You have more agency than you think

“People say ‘my small actions don’t matter’, but a lot of people confuse the scale. Part of the problem with climate change is that it’s all these different scales all mixed together. We have individual life, our own bodies, and we have like the whole planet. I can’t be Atlas and hold up a planet but I have agency at my personal level of scale and in my family and in my job. So it’s helping people to calibrate what they mean by agency. Don’t try to be Greta Thunberg. Be yourself. Individual actions have ripple effects. And many individuals create many ripples.”

Find your action style

“What everybody wants to know is: what should I do? But it isn’t just some arbitrary list of things someone tells you to do. It’s actions based on your unique place, your unique risks, your identity, your strengths, your sense of well-being. Your actions come from that. It’s an organic growth coming out of your own life, based on your values and your style. If you start from that direction, then it’s going to be more durable. The only thing we can do is be ourselves and do our thing.”

climate anxiety tips advice from an eco psychologist

Nature helps

“We know empirically that being in safe and beautiful natural settings is really good for our physical and mental health. Those settings automatically interact with our nervous system. For example, if you’re feeling stressed and take a walk in a park, you’re going to be more relaxed – your heart rate, your blood pressure, your muscles will settle. 

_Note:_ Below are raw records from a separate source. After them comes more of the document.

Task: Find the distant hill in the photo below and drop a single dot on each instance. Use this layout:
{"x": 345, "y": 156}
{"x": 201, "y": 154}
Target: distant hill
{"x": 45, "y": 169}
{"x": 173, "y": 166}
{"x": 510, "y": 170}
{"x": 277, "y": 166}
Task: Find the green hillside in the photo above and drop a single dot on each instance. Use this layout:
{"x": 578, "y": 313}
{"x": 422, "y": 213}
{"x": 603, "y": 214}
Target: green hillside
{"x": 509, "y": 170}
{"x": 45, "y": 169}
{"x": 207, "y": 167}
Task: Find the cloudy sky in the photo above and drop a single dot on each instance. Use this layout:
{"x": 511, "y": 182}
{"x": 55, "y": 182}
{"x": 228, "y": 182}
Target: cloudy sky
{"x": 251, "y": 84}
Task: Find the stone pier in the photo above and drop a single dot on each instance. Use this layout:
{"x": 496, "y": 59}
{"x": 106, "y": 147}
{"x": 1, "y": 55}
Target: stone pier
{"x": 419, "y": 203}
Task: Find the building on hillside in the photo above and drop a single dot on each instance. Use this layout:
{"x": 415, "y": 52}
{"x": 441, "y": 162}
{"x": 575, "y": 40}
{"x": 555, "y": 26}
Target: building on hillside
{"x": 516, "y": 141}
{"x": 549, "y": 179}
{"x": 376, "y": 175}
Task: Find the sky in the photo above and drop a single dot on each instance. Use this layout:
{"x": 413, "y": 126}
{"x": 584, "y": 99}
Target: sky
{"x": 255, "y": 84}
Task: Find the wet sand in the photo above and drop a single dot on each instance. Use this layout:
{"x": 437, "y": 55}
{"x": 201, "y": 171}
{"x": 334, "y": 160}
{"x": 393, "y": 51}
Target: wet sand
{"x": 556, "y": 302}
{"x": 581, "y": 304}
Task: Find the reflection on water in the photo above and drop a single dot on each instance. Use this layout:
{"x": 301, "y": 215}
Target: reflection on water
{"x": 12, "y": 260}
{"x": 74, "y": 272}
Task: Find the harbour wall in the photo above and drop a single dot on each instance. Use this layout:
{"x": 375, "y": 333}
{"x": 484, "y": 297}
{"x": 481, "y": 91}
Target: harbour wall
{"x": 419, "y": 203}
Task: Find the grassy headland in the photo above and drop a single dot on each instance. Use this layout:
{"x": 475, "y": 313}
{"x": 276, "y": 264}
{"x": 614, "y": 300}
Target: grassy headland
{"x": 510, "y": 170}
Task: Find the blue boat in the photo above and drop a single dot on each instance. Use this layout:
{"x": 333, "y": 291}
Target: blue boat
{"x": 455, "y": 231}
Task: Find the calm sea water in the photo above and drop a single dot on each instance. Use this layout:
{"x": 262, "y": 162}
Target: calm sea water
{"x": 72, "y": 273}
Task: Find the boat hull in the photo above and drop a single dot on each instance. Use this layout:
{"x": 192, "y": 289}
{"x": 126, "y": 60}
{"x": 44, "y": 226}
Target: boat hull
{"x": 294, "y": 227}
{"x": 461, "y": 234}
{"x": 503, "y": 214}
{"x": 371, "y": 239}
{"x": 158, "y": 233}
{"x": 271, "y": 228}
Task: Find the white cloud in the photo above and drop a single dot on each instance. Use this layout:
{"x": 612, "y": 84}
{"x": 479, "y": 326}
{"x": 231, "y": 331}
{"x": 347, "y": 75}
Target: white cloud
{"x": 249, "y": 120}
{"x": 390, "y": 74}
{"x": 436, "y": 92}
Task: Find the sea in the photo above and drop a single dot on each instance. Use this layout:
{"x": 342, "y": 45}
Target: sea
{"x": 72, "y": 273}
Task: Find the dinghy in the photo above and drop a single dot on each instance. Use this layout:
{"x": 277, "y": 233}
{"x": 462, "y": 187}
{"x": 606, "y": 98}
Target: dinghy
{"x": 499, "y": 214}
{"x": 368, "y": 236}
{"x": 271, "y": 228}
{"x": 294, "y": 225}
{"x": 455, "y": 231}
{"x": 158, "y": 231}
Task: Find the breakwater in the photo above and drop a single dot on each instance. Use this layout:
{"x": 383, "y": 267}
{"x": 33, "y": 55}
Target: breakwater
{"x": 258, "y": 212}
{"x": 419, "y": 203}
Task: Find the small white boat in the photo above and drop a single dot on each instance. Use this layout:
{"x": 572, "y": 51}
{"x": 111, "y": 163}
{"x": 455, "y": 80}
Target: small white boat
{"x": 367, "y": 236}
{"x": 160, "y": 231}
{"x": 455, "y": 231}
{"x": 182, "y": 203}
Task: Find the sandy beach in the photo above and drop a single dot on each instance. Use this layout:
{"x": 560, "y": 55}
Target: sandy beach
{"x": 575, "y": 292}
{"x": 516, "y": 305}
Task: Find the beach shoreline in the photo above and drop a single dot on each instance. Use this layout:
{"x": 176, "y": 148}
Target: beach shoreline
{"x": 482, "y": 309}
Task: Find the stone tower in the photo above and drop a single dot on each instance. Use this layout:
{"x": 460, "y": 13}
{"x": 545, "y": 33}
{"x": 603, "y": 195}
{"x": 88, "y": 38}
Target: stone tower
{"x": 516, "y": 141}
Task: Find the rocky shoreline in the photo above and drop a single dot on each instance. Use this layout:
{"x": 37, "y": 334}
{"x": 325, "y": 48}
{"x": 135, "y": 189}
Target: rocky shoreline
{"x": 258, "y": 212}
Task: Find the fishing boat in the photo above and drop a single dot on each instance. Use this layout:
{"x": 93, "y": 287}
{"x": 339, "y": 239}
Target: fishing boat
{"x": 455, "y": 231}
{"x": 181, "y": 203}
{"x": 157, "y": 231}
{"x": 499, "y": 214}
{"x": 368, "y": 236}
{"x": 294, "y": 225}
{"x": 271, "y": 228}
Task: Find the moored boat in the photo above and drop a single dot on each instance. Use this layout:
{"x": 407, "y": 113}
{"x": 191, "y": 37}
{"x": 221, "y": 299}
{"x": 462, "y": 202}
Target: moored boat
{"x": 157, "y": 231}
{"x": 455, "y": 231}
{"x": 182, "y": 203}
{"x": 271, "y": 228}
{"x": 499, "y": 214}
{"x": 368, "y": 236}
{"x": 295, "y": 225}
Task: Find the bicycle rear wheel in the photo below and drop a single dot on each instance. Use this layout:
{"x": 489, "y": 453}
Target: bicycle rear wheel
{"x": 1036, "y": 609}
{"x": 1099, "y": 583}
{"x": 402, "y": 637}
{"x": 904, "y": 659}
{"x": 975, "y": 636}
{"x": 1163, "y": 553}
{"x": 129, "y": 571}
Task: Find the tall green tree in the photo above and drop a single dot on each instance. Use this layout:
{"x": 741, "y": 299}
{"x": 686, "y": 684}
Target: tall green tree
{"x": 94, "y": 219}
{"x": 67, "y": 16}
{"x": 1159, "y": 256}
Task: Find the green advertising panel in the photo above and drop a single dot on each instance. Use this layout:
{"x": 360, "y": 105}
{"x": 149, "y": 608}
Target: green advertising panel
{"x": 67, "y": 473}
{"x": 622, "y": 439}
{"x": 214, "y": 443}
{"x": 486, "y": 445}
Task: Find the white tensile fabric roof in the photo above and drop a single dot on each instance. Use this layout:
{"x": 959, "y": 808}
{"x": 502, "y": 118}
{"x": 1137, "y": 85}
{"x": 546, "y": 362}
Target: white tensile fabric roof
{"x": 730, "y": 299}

Time in nature is also healthy because it gives us larger perspectives and reminds us why we care in the first place. Many people watched the eclipse in the US and around the world and that was a great spontaneous experience of being connected with nature and the cosmos.”

See this as an opportunity

“Humans are a young species. We haven’t been around that long in terms of planetary history, we’ve only really known about climate change for 100 years. And it’s only been in popular culture since Al Gore’s An Inconvenient Truth in 2006. It’s only been under 20 years, and the disaster aspect of climate change has really only been prevalent for the last several years. It’s still very new, so we have to be compassionate to ourselves. We’re trying to solve a 21st- century problem with a lot of very outdated systems. In a larger sense there is this opportunity for a massive reset that climate change is offering us. Each of these problems is an opportunity for us to commit our lives and to bring our gifts to the world. “


“When you’ve done your work, step back, take a break. Celebrate life: your community, your relationships, the things that you care about, the things you’re working toward, take time for gratitude and have some fun along the way.”